Calculating Working Capital

Determining which line items should be included in working capital may involve some judgment and is not always simple because the makeup of working capital can vary widely across different industries and even from business to business. This is why it is important to consider the specific nature of the operations of a business that impact how it employs working capital, as well as broader working capital issues that are common in the industry. Additionally, each component of working capital may need to be examined further to ensure all balances within the account are up-to-date, are operational and belong in working capital, and that the value reflected in the financial statements does not over or under-represent the asset or liability. Finally, the accounting standards used in the source financial statements should also be considered when calculating working capital, as balances on the balance sheet may be calculated differently depending on the accounting standards applied (i.e., GAAP, ASPE, IFRS).

Normalized Working Capital

In cases when the value of a business is determined based on its ability to generate future cash flows (i.e., using an income/earnings based methodology as opposed to an asset based methodology), the working capital that is required to operate the business is included in this value, and is not added to the value of the business. This is because the businesses requires the working capital to fund its continued operations and generate the level of income that this value is based. The amount of net trade working capital required to maintain ongoing operations is commonly referred to as the “normalized” net trade working capital amount.

Working Capital in a Business Sale

When a business is sold, it is common for the letter of intent between the buyer and seller to include general terms stating that the business will be sold with a sufficient level of working capital for the new owner to maintain operations. As the transaction advances, a specific amount of “target working capital” is usually agreed upon by both parties with corresponding definition on how the target working capital is to be calculated.

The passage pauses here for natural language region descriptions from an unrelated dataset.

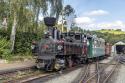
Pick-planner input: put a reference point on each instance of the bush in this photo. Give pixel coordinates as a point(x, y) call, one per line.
point(23, 40)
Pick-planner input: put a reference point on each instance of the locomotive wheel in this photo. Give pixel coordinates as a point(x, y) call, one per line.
point(38, 66)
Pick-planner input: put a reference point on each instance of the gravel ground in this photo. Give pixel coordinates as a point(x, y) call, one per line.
point(68, 78)
point(121, 75)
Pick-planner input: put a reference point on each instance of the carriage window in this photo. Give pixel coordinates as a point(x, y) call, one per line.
point(77, 37)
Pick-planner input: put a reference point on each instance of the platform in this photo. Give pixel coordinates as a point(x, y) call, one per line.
point(17, 65)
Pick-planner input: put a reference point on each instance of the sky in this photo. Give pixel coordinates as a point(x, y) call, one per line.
point(99, 14)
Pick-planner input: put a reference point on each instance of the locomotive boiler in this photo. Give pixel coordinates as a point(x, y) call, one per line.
point(63, 50)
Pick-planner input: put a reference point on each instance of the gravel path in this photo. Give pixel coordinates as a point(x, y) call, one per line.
point(121, 75)
point(68, 78)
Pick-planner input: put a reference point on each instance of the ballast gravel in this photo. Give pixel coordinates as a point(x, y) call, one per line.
point(68, 78)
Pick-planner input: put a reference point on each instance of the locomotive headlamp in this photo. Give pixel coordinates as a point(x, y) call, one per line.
point(60, 47)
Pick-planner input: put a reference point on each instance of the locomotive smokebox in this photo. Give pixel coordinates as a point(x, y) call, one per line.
point(50, 21)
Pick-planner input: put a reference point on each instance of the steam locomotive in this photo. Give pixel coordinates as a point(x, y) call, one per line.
point(63, 50)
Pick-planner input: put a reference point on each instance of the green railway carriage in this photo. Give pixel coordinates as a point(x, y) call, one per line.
point(96, 47)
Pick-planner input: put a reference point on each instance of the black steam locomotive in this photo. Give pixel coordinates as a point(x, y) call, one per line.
point(62, 50)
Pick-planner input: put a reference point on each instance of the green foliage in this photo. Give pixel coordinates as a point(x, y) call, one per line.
point(5, 48)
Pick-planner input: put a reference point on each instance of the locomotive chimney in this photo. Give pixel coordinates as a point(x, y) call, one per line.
point(50, 22)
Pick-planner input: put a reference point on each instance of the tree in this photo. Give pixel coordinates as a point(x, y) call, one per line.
point(69, 15)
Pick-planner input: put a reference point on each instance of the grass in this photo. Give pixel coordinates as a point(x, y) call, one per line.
point(112, 32)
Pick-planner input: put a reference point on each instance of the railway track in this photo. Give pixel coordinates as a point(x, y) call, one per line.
point(6, 76)
point(42, 79)
point(100, 75)
point(87, 75)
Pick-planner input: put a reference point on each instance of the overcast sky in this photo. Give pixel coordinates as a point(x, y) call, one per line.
point(99, 14)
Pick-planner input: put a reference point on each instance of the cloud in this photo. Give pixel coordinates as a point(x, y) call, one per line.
point(84, 20)
point(97, 13)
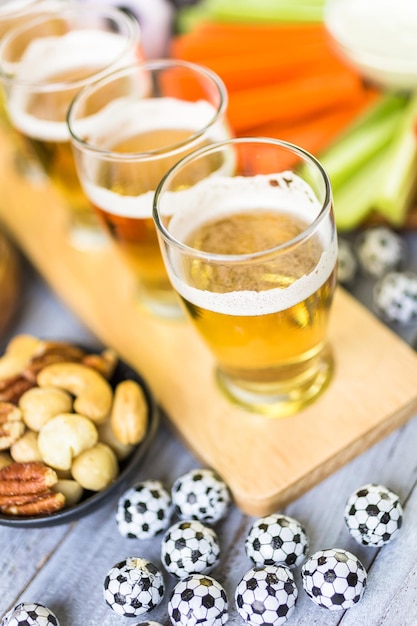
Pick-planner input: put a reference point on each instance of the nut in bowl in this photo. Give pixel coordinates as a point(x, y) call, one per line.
point(74, 427)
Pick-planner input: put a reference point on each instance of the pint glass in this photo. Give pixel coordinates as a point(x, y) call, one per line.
point(43, 63)
point(252, 250)
point(127, 130)
point(13, 13)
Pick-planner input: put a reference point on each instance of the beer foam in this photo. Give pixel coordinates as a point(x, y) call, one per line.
point(46, 58)
point(11, 8)
point(123, 206)
point(126, 117)
point(212, 199)
point(216, 196)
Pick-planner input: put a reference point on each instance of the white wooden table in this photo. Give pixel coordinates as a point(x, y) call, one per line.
point(64, 567)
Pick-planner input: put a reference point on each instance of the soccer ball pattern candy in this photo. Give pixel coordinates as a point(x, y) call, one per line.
point(277, 539)
point(144, 510)
point(334, 579)
point(373, 515)
point(395, 297)
point(202, 495)
point(380, 250)
point(198, 599)
point(30, 614)
point(190, 547)
point(266, 595)
point(133, 586)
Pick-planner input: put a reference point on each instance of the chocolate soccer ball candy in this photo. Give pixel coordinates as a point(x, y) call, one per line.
point(133, 586)
point(395, 297)
point(198, 600)
point(144, 510)
point(334, 579)
point(202, 495)
point(373, 515)
point(380, 250)
point(189, 547)
point(266, 595)
point(277, 539)
point(30, 614)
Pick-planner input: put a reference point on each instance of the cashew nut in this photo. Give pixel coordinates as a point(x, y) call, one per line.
point(40, 404)
point(18, 353)
point(64, 437)
point(95, 468)
point(26, 448)
point(129, 415)
point(93, 393)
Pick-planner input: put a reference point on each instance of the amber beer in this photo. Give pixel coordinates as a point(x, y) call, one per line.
point(257, 280)
point(51, 70)
point(281, 336)
point(141, 127)
point(126, 206)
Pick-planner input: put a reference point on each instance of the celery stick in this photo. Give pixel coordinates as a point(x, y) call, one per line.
point(355, 199)
point(370, 134)
point(397, 189)
point(253, 11)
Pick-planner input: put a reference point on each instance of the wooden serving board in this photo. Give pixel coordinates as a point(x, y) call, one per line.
point(266, 463)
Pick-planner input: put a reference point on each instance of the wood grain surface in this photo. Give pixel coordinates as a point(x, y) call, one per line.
point(267, 463)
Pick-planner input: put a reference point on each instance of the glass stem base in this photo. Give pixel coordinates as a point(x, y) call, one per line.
point(275, 400)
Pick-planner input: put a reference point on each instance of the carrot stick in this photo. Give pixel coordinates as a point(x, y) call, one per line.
point(294, 100)
point(317, 133)
point(246, 71)
point(216, 39)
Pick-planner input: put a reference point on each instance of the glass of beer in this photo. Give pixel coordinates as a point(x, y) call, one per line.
point(13, 13)
point(44, 62)
point(252, 250)
point(127, 130)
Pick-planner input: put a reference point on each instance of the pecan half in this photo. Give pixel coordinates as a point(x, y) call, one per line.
point(11, 425)
point(32, 504)
point(49, 352)
point(32, 477)
point(15, 388)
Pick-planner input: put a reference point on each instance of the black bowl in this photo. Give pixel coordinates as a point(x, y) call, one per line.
point(128, 467)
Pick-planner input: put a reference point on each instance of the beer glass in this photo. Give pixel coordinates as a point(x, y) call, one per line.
point(127, 130)
point(44, 62)
point(13, 13)
point(252, 254)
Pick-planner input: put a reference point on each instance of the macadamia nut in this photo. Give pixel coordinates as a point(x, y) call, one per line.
point(65, 437)
point(26, 448)
point(40, 404)
point(95, 468)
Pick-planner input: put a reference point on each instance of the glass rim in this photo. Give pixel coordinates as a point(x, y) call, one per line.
point(326, 204)
point(113, 155)
point(6, 10)
point(133, 32)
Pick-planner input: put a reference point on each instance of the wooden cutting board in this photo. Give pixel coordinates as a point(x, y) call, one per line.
point(266, 463)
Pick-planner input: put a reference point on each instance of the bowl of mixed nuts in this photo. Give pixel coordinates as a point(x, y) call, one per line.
point(75, 424)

This represents the amount that the buyer and seller agree is required to maintain operations, and that is expected to be left in the business at the time of closing. This target amount is based on an analysis of the company’s historical financial results, industry norms, ratio analysis, and benchmarks, and is ultimately determined through negotiations between the buyer and seller.

Working capital in a business at any one point in time is not always representative of the ongoing amount required. In some businesses and industries, the working capital required changes dramatically due to timing, such as large projects completed and invoiced, from month to month or year to year, such as businesses that experience seasonality or are in cyclical industries. For these types of businesses, it may be necessary to examine the average working capital requirement across different periods. Working capital balances may also be higher or lower than the required amount simply due to management’s own preferences. For these reasons, it is important to determine working capital requirements for a business on a normalized basis, which includes adjustments for seasonality or irregular changes that are not related to normal operations.

Implications on Price

When the amount of working capital left in the business on the day the sale of the business closes is different from the previously agreed upon target working capital amount, there is usually an adjustment made to the sale price to reflect this difference. In transactions where the actual working capital is less than the target, this negatively impacts the seller because the sale price is usually reduced by this amount. When the actual working capital is greater than the target, an increase to the sale price may be warranted. In a notional valuation context, a similar adjustment should also be considered if the working capital of the subject business is higher than or below what would be considered “normal” on the valuation date with a corresponding adjustment to the valuation conclusion of the shares.

The process for negotiating working capital in a business sale usually follows these broad steps:

  • A letter of intent is developed, outlining the broad terms agreed to by the buyer and seller. This usually includes an agreement that there will be a “normal” level of working capital in the business.
  • The buyer will analyze financial information about the business, which is supplied to them in order to better understand the working capital requirement of the business.
  • During the due diligence phase, both parties continue to analyze information about the business to determine any potential adjustments to working capital.
  • Through negotiations , b o t h parties will eventually come to an agreement on the “target working capital”.
  • A purchase agreement is drafted, and will further define how working capital is calculated and the target amount agreed to.
  • The  purchase agreement is finalized, and additional clauses may be added outlining a post-closing dispute resolution process (including working capital disputes).
  • Post-closing , the buyer will determine the actual working capital level that was in the business at close and further discussions may take place between the buyer and seller to determine any post-closing adjustments.
  • If necessary, the dispute resolution process is initiated as outlined in the purchase agreement to remedy any disputes between the buyer and seller.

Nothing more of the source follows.